Timothy Findley

Pilgrim

Canada   1999

Genre de texte
Roman

Contexte
Ce texte appartient à un journal qui aurait été tenu par Pilgrim. L’entrée est datée du 30 novembre 1900, soit douze ans avant les événements du récit principal. Comme dans les autres «rêves», Pilgrim anticipe la sauvagerie de la Guerre 14-18.

Notes
Menin est une commune de Belgique, située à 24 km de la ville d’Ypres, où eurent lieu des batailles sanglantes durant la Première Guerre mondiale. Les armes chimiques y ont été utilisées pour la première fois. La dernière de ces batailles sera remportée par le bataillon canadien à Passendaele.

Texte original

Texte témoin
HarperFlamingo, 1999, p. 277. (traduction française : C.V.)




Vision de Pilgrim

La bataille d’Ypres

Ce matin, dans le noir à 6h, j’ai eu un autre de ces rêves qui m’accablent depuis peu et je me suis éveillé, couvert d’une sueur froide et cherchant la lampe. Je l’ai presque fait tomber, mais ai réussi à la rattraper à temps. Dans le tiroir à côté de moi, j’ai trouvé mon carnet et un stylo. Mes doigts tremblaient tellement que je pouvais à peine les faire fonctionner. Une fois que j’eus réussi à me ressaisir, j’ai commencé la transcription de ce qui s’est passé dans le rêve — mais, tout comme avec les autres, je n’ai aucune idée de ce que cela signifie. Le mot, cette fois, était Menin.

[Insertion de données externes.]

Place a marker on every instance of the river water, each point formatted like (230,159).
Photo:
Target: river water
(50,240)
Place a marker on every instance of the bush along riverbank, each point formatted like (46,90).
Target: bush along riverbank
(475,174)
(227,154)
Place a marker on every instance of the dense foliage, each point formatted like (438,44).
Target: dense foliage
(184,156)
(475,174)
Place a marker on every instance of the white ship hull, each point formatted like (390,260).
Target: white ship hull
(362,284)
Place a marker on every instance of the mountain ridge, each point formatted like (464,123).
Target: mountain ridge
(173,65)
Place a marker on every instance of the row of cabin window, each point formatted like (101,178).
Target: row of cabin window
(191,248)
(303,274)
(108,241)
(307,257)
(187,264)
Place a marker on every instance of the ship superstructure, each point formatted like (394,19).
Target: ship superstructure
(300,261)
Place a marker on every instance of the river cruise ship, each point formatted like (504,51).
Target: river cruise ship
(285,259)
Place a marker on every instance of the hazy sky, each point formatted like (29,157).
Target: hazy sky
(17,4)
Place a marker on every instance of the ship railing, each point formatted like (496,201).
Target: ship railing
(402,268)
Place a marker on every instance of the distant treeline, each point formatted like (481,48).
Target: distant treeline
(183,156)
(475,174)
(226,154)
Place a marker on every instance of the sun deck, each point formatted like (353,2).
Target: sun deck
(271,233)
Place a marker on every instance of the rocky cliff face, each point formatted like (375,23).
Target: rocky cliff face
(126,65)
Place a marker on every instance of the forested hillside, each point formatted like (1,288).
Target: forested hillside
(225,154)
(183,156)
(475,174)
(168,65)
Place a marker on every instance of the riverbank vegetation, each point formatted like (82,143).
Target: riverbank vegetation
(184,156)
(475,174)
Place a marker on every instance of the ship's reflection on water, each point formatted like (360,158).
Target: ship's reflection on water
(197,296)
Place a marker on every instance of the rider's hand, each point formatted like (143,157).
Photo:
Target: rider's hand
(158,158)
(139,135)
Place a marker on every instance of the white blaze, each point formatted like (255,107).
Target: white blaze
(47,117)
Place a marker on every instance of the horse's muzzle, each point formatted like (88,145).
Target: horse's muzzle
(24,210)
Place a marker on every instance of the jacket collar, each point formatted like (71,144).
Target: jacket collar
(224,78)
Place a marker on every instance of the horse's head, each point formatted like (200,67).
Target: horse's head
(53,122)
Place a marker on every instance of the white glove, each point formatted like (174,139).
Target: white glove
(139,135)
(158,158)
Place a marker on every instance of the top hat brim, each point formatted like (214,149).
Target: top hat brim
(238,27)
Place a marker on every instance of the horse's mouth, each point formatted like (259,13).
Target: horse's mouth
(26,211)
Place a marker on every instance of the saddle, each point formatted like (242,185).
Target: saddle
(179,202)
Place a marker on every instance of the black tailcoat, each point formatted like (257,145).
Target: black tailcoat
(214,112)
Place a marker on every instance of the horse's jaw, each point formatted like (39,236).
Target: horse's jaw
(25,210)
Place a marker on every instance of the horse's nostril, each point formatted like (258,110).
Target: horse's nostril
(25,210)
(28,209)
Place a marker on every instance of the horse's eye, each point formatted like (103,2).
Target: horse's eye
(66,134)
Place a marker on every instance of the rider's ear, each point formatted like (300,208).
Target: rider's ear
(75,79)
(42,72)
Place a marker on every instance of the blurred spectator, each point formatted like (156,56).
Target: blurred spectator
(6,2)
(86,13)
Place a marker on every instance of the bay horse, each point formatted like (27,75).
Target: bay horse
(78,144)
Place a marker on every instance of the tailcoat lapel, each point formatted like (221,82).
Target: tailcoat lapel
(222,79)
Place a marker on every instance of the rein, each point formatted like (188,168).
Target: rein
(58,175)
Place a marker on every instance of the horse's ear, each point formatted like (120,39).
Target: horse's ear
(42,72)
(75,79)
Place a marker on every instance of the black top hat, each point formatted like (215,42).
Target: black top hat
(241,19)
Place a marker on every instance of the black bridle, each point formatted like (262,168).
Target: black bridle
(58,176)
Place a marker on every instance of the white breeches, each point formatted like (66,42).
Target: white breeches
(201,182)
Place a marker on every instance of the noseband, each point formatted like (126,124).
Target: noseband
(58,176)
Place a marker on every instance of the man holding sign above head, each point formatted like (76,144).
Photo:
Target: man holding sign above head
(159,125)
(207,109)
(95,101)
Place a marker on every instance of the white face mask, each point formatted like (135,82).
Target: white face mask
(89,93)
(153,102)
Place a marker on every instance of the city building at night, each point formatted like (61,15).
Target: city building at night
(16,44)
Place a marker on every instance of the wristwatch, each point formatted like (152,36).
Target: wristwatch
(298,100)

J’ai maintenant trois de ces mots dans une colonne, chaque mot m’ayant été dit, comme à Delphes, à travers un cercle de feu et de fumée.

Arras
Saint-Quentin.
Et aujourd’hui : Menin.

Et la phrase «il n’y a que des pins, maintenant, parce que rien d’autre ne poussera plus ici».

Qu’est-ce que cela peut signifier, je me le demande. De tous ces noms je n’en connais qu’un seul : Arras, une ville en France. Quant aux saints, je n’en sais que peu de choses, quoique je présume que Quentin est français. Et que pourrait être Menin? Une sorte de mauvaise blague me vient à l’esprit : que Menin et Saint-Quentin, tout comme Polonius, se trouvent derrière Arras sur le point de se faire tuer. Mais par qui? Pas par Hamlet, pour sûr. Hamlet n’a jamais joué un rôle dans mes rêves. Ni rien de théâtral […]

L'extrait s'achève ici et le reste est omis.